I just ran across your video and I hope you find the right help. I've had six surgeries since 2001 with chiari. And your right about the medical community and people just not getting it. I did find a good neuro in my area, but this was after going through hell with many other doctors. My wish is that we all find some understanding and caring.

I'm inquiring about symptoms of Chiari, I've had headaches with pain in the neck. I've had brain fog with abdominal pain also. I know you are not a doctor, but I need clues to a direction to go. Thanks

All you can do is go to doctors and not give up. There are so many different symptoms to Chiari 1 malformation, so all I can suggest is get an MRI done of your head and neck. I hope that is somewhat helpful, 'cuz I am still fighting the good fight.

God bless you,

Stephanie

Doctors have called me a lier and I cried a lot. Just because they couldn't see my pain. Come to find out, I have Chiari. For years I suffered with a diagnosis of Chronic Pain and degenerative disc disease. The majority of my pain was from Chiari. I admire your strength! I KNOW first hand what you are going through and it is important that we keep spreading the knowledge. Keep it up! Hang in there, you HAVE Chiari and Lupus, but YOU ARE NOT Chiari and YOU ARE NOT Lupus!
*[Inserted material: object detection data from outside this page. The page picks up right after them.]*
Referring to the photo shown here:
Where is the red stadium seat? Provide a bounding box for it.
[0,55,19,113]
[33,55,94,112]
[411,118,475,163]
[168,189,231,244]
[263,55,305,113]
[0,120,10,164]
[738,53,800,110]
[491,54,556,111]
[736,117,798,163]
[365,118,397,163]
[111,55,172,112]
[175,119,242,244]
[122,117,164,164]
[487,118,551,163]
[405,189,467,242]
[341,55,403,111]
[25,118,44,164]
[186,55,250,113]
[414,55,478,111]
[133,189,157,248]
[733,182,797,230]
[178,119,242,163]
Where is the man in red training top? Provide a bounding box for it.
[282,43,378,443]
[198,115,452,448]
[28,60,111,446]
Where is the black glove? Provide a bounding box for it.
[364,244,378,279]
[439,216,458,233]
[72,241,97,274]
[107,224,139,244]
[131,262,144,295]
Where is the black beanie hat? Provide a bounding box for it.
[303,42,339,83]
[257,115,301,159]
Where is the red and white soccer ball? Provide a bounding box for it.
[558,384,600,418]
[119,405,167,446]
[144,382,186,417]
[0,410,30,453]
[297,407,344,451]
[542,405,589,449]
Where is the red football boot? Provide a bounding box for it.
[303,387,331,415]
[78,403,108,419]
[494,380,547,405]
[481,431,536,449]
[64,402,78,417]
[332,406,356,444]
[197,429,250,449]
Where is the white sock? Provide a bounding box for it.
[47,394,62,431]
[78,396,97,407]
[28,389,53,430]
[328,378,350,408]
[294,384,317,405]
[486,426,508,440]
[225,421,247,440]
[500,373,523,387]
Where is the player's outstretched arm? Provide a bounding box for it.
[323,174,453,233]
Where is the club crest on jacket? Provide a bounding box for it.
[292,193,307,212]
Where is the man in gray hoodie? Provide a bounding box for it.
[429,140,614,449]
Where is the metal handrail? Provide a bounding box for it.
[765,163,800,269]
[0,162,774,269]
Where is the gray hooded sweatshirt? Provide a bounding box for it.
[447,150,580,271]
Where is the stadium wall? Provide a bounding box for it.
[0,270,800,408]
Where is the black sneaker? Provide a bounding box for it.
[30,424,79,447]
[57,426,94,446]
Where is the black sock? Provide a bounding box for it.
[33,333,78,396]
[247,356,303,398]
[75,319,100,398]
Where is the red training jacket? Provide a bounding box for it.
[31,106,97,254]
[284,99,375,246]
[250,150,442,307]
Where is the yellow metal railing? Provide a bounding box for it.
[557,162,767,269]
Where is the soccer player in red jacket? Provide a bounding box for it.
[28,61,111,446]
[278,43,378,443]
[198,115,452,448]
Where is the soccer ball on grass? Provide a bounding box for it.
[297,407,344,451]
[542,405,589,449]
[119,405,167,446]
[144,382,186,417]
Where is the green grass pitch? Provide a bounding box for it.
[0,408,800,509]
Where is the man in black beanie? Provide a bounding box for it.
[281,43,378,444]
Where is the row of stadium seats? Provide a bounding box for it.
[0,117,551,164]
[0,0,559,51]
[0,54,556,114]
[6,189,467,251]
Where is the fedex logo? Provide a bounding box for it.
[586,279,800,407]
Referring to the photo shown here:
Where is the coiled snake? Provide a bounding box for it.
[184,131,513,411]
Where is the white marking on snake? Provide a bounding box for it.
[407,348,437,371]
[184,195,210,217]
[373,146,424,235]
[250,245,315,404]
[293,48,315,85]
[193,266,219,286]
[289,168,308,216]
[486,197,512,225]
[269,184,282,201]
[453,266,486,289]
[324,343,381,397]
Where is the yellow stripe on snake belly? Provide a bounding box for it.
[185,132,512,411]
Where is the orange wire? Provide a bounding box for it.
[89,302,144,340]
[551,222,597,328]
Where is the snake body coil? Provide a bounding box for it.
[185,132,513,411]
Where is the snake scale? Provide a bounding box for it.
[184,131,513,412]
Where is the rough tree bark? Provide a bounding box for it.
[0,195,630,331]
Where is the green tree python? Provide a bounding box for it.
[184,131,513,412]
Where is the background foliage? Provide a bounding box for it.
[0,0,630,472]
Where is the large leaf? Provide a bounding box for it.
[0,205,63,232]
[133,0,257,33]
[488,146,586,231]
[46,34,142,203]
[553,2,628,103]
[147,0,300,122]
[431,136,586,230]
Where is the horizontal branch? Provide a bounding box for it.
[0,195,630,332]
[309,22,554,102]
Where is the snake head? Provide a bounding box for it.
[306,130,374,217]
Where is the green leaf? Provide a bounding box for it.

I hope you get well because I think you will make a wonderul actress because you are so expressionate and you have a fantastic voice!! Totally! Film actress?

I have Chiari as well. It's effected my mind as well. I've speant the past year trying to pretend everything is fine, but I've been in so much pain and now my husband and sister and parents seem cross and angry with me. Maybe because I've turned into such a mean and scary invalid. It's hard to go on. I haven't got treatment besides meds.

I am so sorry to hear that. I know how you feel. But please keep your chin up and it helps to go see a therapist. I see on constantly. Depression is one of the symptoms of Chiari 1 Malformation. So hopefully you find the right specialist who knows what they are doing. I'm still trying to find mine.

Keep in touch ok?

Well you are very welcome. If you havent noticed I would like to get to know you better. I hope that you dont mind me doing that, If you dont I understand. But in this video you said that you have no husband? what happened? did you lose him from a illness? or something, You are beautiful, i can see why he would leave you for anything else? Again I hope that you dont mind me asking questions. I guess i dont want to lose my husband either if it was because you are sick. I have a illness too.

Why wouls I be mad at such a caring comment? I have considered the surgery, I have actually begged for it, but unfortunately I was in a severe car accident years ago that has crushed one of my discs near the malformation, so they refuse to do it. It is too dangerous they have said, apparently 1 fraction of a millimeter couold cause complete paralisis or death.All they can do is try and keep me as comfortable as possible, and try new treatments for pain as they come out. Thank you for caring.